This code is designed to analyze a PDF document and determine the percentage of AI-generated content within the text. It utilizes the PyPDF2 library to extract the text from each page of the PDF and the NLTK library to check for AI-generated words.
- Python 3.x
- PyPDF2 library
- NLTK library
Install Python: If you don't have Python installed, download and install the latest version from the official Python website.
Install dependencies: Open the command prompt or terminal and run the following commands to install the required libraries:
pip install PyPDF2
pip install nltk
Download NLTK corpus: Before running the code, you need to download the words corpus from NLTK. In the code, there is a line nltk.download('words') that will initiate the download. After running the code for the first time, NLTK will prompt you to download the corpus. Follow the instructions to complete the download.
-
Place the PDF file you want to analyze in the same directory as the code file.
-
Open the code file and modify the following lines if necessary:
-
with open('sample.pdf', 'rb') as pdf_file: Replace 'sample.pdf' with the filename of your PDF file.
-
with open('output.txt', 'w') as text_file: Replace 'output.txt' with the desired filename for the output text file.

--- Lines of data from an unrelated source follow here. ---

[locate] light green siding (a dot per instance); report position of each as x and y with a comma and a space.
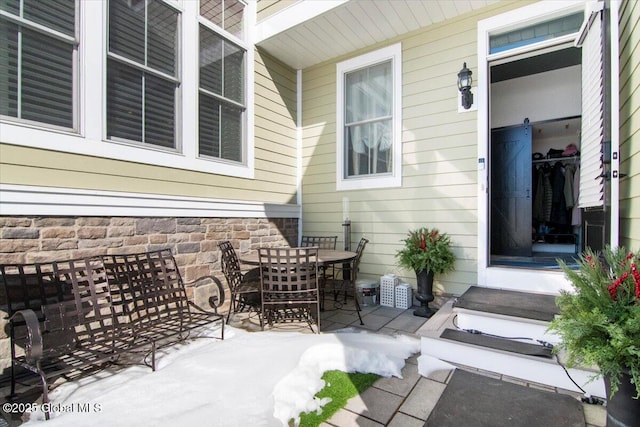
275, 156
439, 146
630, 124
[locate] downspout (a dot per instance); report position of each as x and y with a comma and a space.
299, 150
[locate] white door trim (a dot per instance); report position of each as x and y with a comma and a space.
509, 278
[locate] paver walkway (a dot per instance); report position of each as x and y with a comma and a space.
396, 402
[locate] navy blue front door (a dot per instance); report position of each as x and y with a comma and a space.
511, 198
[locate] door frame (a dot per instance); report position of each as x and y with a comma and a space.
544, 281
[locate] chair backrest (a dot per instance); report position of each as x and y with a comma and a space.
289, 274
322, 242
230, 264
355, 265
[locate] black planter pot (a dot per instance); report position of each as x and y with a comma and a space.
425, 293
622, 409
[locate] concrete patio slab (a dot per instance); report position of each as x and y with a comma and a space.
423, 398
376, 404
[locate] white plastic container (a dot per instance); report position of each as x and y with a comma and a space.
367, 292
388, 284
404, 296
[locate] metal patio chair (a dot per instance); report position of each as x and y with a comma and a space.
290, 289
243, 285
349, 275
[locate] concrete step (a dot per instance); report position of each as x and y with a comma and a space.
529, 368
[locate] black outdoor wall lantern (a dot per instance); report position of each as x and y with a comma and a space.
464, 86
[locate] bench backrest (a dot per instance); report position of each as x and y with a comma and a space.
71, 300
149, 286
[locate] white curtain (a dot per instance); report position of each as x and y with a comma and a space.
369, 100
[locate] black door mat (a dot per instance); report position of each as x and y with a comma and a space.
472, 400
497, 343
509, 303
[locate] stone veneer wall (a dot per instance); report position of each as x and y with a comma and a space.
194, 242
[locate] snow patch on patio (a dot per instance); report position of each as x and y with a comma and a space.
258, 379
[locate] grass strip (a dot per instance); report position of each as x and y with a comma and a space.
341, 386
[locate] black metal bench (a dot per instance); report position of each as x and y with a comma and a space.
153, 297
67, 317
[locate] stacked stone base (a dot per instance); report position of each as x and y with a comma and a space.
194, 242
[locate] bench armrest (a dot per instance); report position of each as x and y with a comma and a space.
33, 347
217, 299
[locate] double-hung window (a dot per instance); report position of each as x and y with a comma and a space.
221, 88
38, 62
369, 120
143, 76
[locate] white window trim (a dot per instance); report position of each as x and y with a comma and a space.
91, 137
393, 53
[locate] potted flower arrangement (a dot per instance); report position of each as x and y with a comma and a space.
427, 252
599, 324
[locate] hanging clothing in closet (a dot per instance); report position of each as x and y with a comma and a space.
558, 203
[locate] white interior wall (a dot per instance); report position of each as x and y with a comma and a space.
544, 96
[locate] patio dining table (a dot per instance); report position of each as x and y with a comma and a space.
326, 257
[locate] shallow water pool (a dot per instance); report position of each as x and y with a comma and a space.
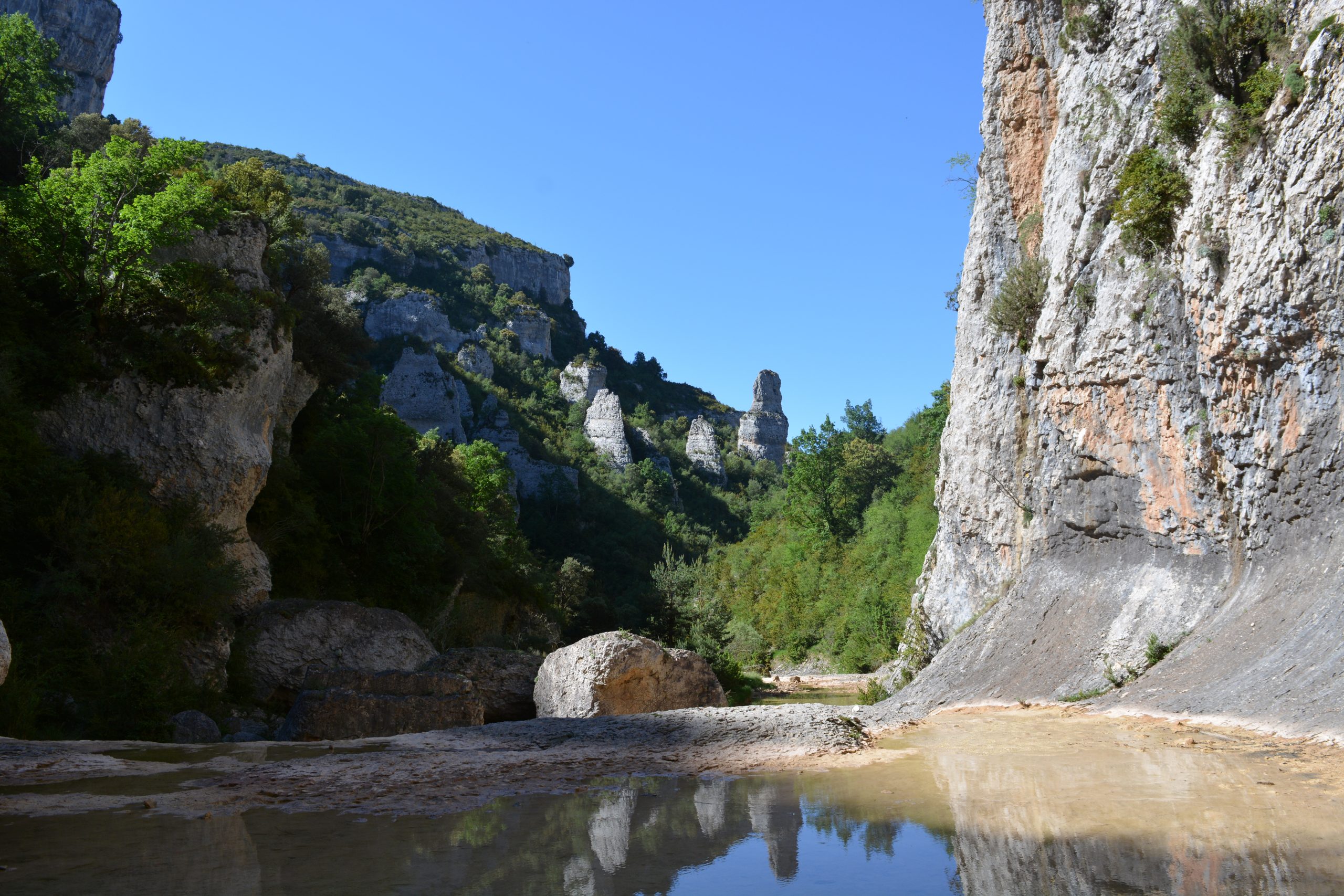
978, 805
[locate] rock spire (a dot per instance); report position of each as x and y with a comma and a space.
764, 430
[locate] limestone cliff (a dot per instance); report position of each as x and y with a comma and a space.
1163, 456
605, 429
764, 430
88, 33
197, 444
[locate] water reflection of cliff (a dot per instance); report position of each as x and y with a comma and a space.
1104, 820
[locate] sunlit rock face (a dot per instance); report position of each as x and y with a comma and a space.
702, 449
413, 315
605, 429
1159, 457
543, 276
617, 673
426, 397
88, 33
534, 331
764, 430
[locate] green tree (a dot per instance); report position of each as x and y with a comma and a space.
30, 87
99, 222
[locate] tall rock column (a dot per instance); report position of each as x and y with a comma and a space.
702, 449
605, 428
764, 430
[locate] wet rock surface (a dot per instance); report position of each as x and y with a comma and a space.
502, 680
282, 638
702, 450
426, 397
338, 704
604, 425
616, 673
582, 382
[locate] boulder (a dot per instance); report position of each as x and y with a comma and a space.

- Run the code: Open the command prompt or terminal, navigate to the directory containing the code file, and execute the following command:
python filename.py
Replace filename.py with the actual name of the code file.
-
The code will extract the text from each page of the PDF, remove non-alphanumeric characters, convert the text to lowercase, and save it in the specified output text file.
-
After processing the text, the code will calculate the percentage of AI-generated content within the text and display it in the console as follows:
AI-generated content percentage: X.XX%
The value X.XX represents the percentage of AI-generated content detected.
- The code assumes that the PDF file contains readable text. It may not work properly with scanned documents or files that only contain images.
- The accuracy of AI-generated content detection depends on the quality of the NLTK word corpus. False positives or false negatives may occur.
- It is recommended to review the extracted text and AI-generated content percentage to validate the results.
MIT